Central Nine Career Center added a pre-engineering program several years ago to give students taking advanced science and math courses the chance to learn problem-solving applications and participate in hands-on projects similar to what they would see in a college-level engineering program.

The program was offered by Project Lead the Way, which tries to prepare students for careers in science, technology, engineering and math and which has courses at 5,000 schools across the country.

Since then, Center Grove, Clark-Pleasant and Greenwood all have launched or plan to start their own pre-engineering courses through Project Lead the Way.

Central Nine decided to drop the program after seeing those schools start their own programs. That means if Franklin and Indian Creek High Schools want their students to have the option to take pre-engineering courses, they’ll have to provide them on their own.

But finding a teacher who’s trained to teach the course can be a challenge.

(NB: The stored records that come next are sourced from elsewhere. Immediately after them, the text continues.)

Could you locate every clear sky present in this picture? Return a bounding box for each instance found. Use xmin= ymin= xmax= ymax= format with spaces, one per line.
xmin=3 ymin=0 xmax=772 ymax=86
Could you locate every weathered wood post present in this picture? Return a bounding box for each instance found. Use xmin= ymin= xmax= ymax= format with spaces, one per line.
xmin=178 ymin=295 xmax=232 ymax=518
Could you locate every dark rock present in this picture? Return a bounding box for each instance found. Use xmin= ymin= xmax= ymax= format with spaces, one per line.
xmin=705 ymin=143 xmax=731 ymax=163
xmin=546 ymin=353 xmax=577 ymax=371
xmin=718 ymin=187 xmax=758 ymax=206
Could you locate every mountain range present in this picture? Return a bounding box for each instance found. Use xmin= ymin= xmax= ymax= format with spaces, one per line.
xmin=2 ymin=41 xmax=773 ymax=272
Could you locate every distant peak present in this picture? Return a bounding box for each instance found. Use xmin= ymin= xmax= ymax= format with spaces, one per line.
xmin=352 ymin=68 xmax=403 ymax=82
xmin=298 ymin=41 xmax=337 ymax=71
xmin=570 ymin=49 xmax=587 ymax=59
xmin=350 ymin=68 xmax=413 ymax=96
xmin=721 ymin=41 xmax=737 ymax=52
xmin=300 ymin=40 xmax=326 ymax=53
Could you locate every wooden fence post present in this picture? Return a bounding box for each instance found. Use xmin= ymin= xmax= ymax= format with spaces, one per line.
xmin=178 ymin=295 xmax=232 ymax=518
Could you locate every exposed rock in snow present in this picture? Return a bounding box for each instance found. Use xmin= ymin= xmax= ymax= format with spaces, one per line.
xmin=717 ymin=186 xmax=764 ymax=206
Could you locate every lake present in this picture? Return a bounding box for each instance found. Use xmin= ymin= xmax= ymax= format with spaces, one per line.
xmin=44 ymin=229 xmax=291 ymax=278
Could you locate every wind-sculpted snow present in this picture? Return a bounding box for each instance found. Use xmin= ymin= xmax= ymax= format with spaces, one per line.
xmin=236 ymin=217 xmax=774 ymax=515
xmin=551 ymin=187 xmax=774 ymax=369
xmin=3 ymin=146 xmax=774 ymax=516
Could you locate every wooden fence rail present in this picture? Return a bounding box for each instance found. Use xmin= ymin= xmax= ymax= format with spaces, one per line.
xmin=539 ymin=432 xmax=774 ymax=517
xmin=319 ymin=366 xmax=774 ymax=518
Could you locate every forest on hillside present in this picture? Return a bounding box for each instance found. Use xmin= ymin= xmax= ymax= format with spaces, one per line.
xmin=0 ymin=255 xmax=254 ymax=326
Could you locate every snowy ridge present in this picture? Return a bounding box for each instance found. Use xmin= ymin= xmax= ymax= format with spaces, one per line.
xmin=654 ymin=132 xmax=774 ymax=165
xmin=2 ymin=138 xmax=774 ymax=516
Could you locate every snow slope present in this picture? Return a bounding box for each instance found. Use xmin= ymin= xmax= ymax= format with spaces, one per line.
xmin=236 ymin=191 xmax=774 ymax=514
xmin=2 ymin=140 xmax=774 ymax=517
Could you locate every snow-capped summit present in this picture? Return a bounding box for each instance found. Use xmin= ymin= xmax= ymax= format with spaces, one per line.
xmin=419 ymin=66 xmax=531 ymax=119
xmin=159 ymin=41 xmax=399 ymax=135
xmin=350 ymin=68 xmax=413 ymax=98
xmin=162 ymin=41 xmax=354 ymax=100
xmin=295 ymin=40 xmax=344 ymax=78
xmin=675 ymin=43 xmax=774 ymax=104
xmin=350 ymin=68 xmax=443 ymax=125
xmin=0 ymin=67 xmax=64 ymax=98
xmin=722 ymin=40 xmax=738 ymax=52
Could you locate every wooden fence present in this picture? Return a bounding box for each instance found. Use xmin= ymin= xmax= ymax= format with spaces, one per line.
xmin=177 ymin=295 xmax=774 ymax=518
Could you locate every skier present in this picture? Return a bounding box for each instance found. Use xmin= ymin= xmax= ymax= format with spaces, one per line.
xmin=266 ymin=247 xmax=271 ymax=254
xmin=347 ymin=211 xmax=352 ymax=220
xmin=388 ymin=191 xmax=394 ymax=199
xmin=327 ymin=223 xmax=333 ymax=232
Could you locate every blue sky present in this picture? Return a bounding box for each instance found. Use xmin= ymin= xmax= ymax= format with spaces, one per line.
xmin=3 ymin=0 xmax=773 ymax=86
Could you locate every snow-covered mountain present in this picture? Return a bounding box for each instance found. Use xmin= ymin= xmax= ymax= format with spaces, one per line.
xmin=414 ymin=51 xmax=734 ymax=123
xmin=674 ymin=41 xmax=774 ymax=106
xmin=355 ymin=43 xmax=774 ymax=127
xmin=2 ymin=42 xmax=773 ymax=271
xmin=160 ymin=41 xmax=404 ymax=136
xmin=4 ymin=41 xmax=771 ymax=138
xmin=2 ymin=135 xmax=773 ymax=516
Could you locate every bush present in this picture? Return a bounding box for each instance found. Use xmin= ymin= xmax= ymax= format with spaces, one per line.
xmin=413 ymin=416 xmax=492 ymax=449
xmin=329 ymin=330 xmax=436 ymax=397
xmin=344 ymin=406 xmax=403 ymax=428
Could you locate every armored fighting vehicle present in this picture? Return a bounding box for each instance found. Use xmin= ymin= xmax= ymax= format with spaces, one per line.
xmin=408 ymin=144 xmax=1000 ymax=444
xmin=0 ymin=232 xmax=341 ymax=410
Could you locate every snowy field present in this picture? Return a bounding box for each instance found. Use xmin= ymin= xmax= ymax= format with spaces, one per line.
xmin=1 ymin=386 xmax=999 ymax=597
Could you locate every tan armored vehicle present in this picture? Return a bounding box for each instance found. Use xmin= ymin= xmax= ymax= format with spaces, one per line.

Franklin Community High School Principal Doug Harter tried to create a pre-engineering course for his students this year. He and the high school’s guidance counselors found that between 15 and 20 students wanted to study pre-engineering, but then he had to find a teacher for the program.

He couldn’t find an instructor who could complete two weeks of mandatory engineering training before the start of the school year.

“We had enough interest. I just couldn’t find the person to teach the course,” Harter said. “There’s just not a lot of people in that field who are licensed teachers. That’s the issue.”

In the fall of 2010, the pre-engineering program at Central Nine was so popular that 40 students — nearly two classrooms’ worth — were enrolled. But those numbers dropped as area school districts created their own courses, curriculum director Nicole Otte said.

An advantage to high schools offering the pre-engineering program themselves is that it gives more students a chance to take the course, Harter said.

Students who take a lot of Advanced Placement courses aren’t always interested in taking courses at the career center because they can take more college-level courses if they stay at their high school, Harter said.

He said he hopes that if Franklin can start a pre-engineering program, there will be enough seats for both Advanced Placement students and for students who would have taken the course at Central Nine.

Central Nine has replaced the pre-engineering program with an advanced manufacturing course that includes lessons in electronics and how gears operate to make machines work.

Otte is hopeful the career center can start working more closely with area high schools and middle schools so students can start learning earlier what kind of training they can receive at Central Nine and how that training could benefit them in different careers.